Log into the web console and get familiar with the interface.

Create a new project from the web console called:

userXY-webui

Log in on the cli

Copy the login command from the web console (did you find this option? -> in the menu on the right hand side).

oc login https://techlab.puzzle.ch:443 --token=XYZ
oc whoami

The token allows you to have a logged in session and can be used to do logins from the cli (on the API), without doing the authentication there.

Once you are logged in let's get familiar with the CLI and its commands.

Getting help

oc cli features a help output, as well as more detailed help for each command:

oc help
oc projects -h
oc projects

Create a new project on the cli

Create a project called userXY-cli

You can get help by

oc new-project -h
solutionoc new-project userXY-cli

We are immediately switched to our project:

oc project

We can inspect our project by either describing it or getting a yaml (or json) formatted output of our created project.

oc describe project userXY-cli
oc get project userXY-webui -o yaml
oc get project userXY-webui -o json

Adding users to a project

Openshift can have multiple users (also with different roles) on the same projects. For that we can add individual users on the project or we can also add a group of users to a project.

Users or groups can have different roles either within the whole cluster or locally within a project.

Find more about roles here and how to manage them here.

To see all the active roles in your current project you can type:

oc describe rolebinding.rbac

For your webui project:

oc describe rolebinding.rbac -n userXY-webui

We can mange roles by issuing oc adm policy commands:

oc adm policy -h

For this lab there is a group called techlab, where all workshop users are being part of.

Let's add this group as an admin role to our current project, so we can co-develop things within these projects.

oc adm policy add-role-to-group -h
oc adm policy add-role-to-group admin techlab

Too much privileges? At least for our webui projects, so let's add folks there only as viewer:

oc adm policy add-role-to-group view techlab -n userXY-webui

How many others did add us to their projects? Let's see by get the current list of projects:

oc projects

Check the changes inside the web console. Go to both of your projects and find the techlab group under Resources -> Membership

Inspecting and editing other resources

Everything within Openshift (Kubernetes) is represented as a resource, which we can view and depending on our privileges edit.

You can get all resources of your current project, by typing:

oc get all

You can also get all resources of all namespaces (projects) you have access to:

oc get all --all-namespaces

Take the openshift-web-console project that has some resources to inspect.
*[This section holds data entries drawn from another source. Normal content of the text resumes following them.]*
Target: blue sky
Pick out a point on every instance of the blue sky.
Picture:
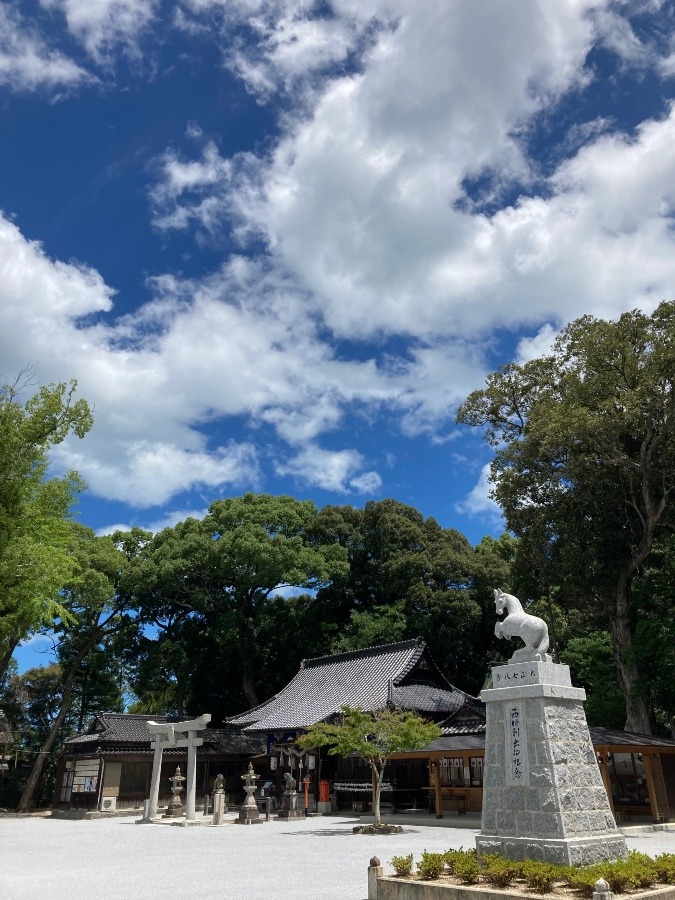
(278, 241)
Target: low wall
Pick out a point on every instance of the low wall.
(389, 888)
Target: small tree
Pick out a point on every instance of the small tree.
(374, 736)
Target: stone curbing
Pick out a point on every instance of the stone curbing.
(392, 888)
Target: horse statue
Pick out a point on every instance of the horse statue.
(518, 623)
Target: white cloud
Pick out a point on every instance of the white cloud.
(27, 63)
(356, 199)
(102, 26)
(332, 470)
(370, 234)
(156, 525)
(541, 344)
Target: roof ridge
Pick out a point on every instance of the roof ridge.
(375, 650)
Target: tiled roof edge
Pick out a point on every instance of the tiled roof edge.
(378, 650)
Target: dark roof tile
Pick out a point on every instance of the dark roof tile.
(371, 679)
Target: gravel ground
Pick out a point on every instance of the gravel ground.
(115, 859)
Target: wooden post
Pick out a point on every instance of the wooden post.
(651, 787)
(602, 762)
(438, 801)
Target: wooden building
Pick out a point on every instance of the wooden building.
(400, 676)
(109, 766)
(638, 770)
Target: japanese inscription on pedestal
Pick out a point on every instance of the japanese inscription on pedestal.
(517, 768)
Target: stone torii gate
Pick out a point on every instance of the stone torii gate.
(176, 734)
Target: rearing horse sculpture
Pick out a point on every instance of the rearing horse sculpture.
(518, 623)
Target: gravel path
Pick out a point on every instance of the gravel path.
(115, 859)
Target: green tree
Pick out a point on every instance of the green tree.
(584, 469)
(216, 579)
(35, 558)
(95, 612)
(374, 736)
(410, 577)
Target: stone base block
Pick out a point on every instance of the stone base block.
(584, 851)
(249, 817)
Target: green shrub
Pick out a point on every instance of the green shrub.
(641, 870)
(583, 880)
(451, 857)
(402, 865)
(467, 868)
(540, 876)
(431, 865)
(498, 870)
(664, 866)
Click on command, if you did not find the solution how to add the namespace to the command.

commandoc get all -n openshift-web-console

Found an interesting resource you want to know about it, you can describe/get each one of them:

general commandoc describe resrourceXY resourceName -n openshift-web-console
command to inspect a serviceoc describe service webconsole -n openshift-web-console

You can also edit them:

oc edit resrourceXY resourceName

For example let's edit our webui project.
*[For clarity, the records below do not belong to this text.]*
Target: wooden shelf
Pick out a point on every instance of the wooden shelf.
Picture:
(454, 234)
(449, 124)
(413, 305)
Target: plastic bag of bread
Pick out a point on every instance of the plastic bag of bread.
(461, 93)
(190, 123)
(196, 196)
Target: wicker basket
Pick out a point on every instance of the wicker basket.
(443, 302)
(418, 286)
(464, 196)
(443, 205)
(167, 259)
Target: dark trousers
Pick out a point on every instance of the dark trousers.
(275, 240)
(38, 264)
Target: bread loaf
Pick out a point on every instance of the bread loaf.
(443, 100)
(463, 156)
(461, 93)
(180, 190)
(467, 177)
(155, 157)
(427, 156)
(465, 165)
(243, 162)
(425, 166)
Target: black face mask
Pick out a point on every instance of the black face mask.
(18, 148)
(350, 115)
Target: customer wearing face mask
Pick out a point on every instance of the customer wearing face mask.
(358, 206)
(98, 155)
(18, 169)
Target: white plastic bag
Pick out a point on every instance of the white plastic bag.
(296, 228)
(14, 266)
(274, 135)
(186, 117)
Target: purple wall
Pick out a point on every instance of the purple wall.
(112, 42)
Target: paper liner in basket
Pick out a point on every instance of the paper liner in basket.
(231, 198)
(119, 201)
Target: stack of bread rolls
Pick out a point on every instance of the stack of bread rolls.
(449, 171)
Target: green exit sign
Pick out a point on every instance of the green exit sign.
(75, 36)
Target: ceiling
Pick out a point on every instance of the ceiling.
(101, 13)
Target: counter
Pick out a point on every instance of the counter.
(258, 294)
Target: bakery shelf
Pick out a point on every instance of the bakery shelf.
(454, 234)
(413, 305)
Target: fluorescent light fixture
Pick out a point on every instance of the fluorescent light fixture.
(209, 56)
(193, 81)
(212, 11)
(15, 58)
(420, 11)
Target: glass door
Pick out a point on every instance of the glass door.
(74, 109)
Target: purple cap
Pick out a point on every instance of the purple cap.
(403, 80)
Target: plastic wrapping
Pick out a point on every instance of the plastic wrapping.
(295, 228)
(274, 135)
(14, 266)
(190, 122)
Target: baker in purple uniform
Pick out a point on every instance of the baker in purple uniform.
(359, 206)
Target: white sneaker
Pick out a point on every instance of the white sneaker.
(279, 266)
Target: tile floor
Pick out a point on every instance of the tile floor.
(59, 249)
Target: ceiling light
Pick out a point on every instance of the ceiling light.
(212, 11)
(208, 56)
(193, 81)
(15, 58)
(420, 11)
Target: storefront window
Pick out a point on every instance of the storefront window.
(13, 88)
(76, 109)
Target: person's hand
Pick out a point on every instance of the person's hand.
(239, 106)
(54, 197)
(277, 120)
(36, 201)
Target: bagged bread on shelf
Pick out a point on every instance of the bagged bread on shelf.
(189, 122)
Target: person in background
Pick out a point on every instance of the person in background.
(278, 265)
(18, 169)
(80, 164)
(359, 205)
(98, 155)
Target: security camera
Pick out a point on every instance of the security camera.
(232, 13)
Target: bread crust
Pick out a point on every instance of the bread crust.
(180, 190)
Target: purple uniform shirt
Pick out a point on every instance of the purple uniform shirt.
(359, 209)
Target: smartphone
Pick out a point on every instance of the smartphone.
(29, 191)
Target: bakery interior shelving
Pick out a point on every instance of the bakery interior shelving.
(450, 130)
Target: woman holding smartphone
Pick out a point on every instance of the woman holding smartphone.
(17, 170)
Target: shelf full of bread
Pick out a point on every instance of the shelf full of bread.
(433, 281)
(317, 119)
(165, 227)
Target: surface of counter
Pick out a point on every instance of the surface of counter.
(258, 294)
commandoc edit project userXY-webui

This was only an example. Do exit the editor by typing: ESC and : and q

Deleting resources

Not happy about how things went in your current projects and want to start over?

oc delete project userXY-webui

This will delete all resources bundled by this project. Projects are really an easy way to try things out and once you are done easily clean it up.

How are my resources doing?

You can always get an overview of your current resources by typing:

oc status

This will become handy, once we start deploying more things.